In [4]:
import sys 
import networkx as nx
import pandas as pd
import numpy as np
import pickle as pic
import random

import cassiopeia.TreeSolver.simulation_tools.simulation_utils as sim_utils
import cassiopeia.TreeSolver.simulation_tools.dataset_generation as data_gen
from cassiopeia.TreeSolver.Node import Node
from cassiopeia.TreeSolver.Cassiopeia_Tree import Cassiopeia_Tree

from tqdm import tqdm_notebook
import matplotlib.pyplot as plt

import subprocess

#import seaborn as sns
import os

In [5]:
#Specify number of cells and the imputation algorithm used
recon_method = "lookahead"
NUM_CELLS = 1500

#Recursive function to travel up the tree and grab a missing character from a node's first ancester
#where it is no longer missing
def get_predecessor_val(tree, node, ind):
    for pred in tree.network.predecessors(node):
#         print(pred.char_vec)
        if pred.char_vec[ind] == '-' or pred.char_vec[ind] == 'H':
            return get_predecessor_val(tree, pred, ind)
        else:
            return pred.char_vec[ind]

In [None]:
# Iterate over the heritable dropout percentages
for recon_method in ["avg", "lookahead", "knn"]:
    print(recon_method)

    for drop in range(6):

        hdropout_percent = str(drop)
        print("Percent: " + hdropout_percent)

        #Establish path
        path = "/data/yosef2/users/richardz/projects/dropout_testing/ground_truth_testing/" + str(NUM_CELLS) + "cells/" + hdropout_percent + "percent"

        #Main loop
        accuracies = []
        for num in range(0, 50):
            #Load the tree, the character matrix, and post-process the tree
            test_recon = pic.load(open(path + "/" + recon_method + "/dropout_cm" + str(num) + "_" + recon_method + ".pkl", 'rb'))
            dropout_cm = pd.read_csv(path + '/dropout_cm' + str(num) + '.txt', sep = '\t', index_col = 0)
            test_ppg = test_recon.post_process(dropout_cm)

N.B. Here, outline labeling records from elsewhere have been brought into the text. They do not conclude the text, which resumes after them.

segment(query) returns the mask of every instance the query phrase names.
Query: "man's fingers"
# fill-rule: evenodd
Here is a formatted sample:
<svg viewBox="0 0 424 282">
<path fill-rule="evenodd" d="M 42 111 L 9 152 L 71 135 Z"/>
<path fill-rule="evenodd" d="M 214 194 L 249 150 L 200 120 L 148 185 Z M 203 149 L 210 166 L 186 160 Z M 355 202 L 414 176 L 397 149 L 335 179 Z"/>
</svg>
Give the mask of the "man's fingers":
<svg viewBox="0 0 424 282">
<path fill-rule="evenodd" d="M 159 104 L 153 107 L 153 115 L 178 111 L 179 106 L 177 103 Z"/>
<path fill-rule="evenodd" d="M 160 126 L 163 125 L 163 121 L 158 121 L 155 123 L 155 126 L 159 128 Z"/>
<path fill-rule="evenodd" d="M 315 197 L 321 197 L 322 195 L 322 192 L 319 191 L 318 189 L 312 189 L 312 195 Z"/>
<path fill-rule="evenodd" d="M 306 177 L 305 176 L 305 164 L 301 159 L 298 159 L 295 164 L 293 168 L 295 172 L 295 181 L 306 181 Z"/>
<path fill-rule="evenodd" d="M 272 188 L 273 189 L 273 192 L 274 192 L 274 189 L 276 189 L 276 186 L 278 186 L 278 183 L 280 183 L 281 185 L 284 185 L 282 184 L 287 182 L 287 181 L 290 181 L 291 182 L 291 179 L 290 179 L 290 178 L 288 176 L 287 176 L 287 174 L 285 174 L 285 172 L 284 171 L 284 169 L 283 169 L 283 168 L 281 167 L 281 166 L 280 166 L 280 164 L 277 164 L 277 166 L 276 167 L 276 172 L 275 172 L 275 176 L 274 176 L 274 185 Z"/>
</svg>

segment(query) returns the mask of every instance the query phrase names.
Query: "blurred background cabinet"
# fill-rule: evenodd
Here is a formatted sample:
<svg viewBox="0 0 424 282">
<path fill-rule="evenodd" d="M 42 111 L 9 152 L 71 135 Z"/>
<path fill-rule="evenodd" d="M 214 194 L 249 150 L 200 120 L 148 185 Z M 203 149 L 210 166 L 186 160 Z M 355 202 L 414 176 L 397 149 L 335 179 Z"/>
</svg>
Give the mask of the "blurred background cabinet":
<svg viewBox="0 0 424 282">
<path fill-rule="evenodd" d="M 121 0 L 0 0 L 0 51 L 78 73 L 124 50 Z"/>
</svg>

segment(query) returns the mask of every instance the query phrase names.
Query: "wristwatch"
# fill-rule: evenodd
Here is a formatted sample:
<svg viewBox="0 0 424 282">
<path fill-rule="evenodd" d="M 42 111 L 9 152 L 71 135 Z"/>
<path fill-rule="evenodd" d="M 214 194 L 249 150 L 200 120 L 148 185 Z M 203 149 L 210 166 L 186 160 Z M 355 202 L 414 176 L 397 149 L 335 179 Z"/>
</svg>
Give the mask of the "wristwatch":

            #Create a dictionary to map the names of the nodes to their memory addresses
            names_to_leaves = {}
            for i in list(test_ppg.network.nodes):
                if i.name != "state-node":
                    names_to_leaves[i.name] = i

            #For each named node in the character matrix (post dropout), grab its location in memory and go through
            #its character vector. For each missing value, grab the character from its first non-missing ancestor in 
            #the reconstructed tree. If a character value is still missing at root, implicitly assume its value is 0.
            #Then add the reconstructed row to the list and construct a data frame.
            reconstructed_rows = []
            for index, row in dropout_cm.iterrows():
                node = names_to_leaves[index]
                reconstructed_row = []
                for i in range(len(row)):
                    if row[i] == '-' or row[i] == 'H':
                        char = get_predecessor_val(test_ppg, node, i)
                        if char == None:
                            char = '0'
                        reconstructed_row.append(char)
                    else:
                        reconstructed_row.append(row[i])
                reconstructed_rows.append(reconstructed_row)
            reconstructed_cm = pd.DataFrame(reconstructed_rows)

            #Read in the ground-truth character matrix, before dropout is introduced
            ground_truth_cm = pd.read_csv(path + "/ground_truth_cm" + str(num) + ".txt", sep='\t', index_col = 0)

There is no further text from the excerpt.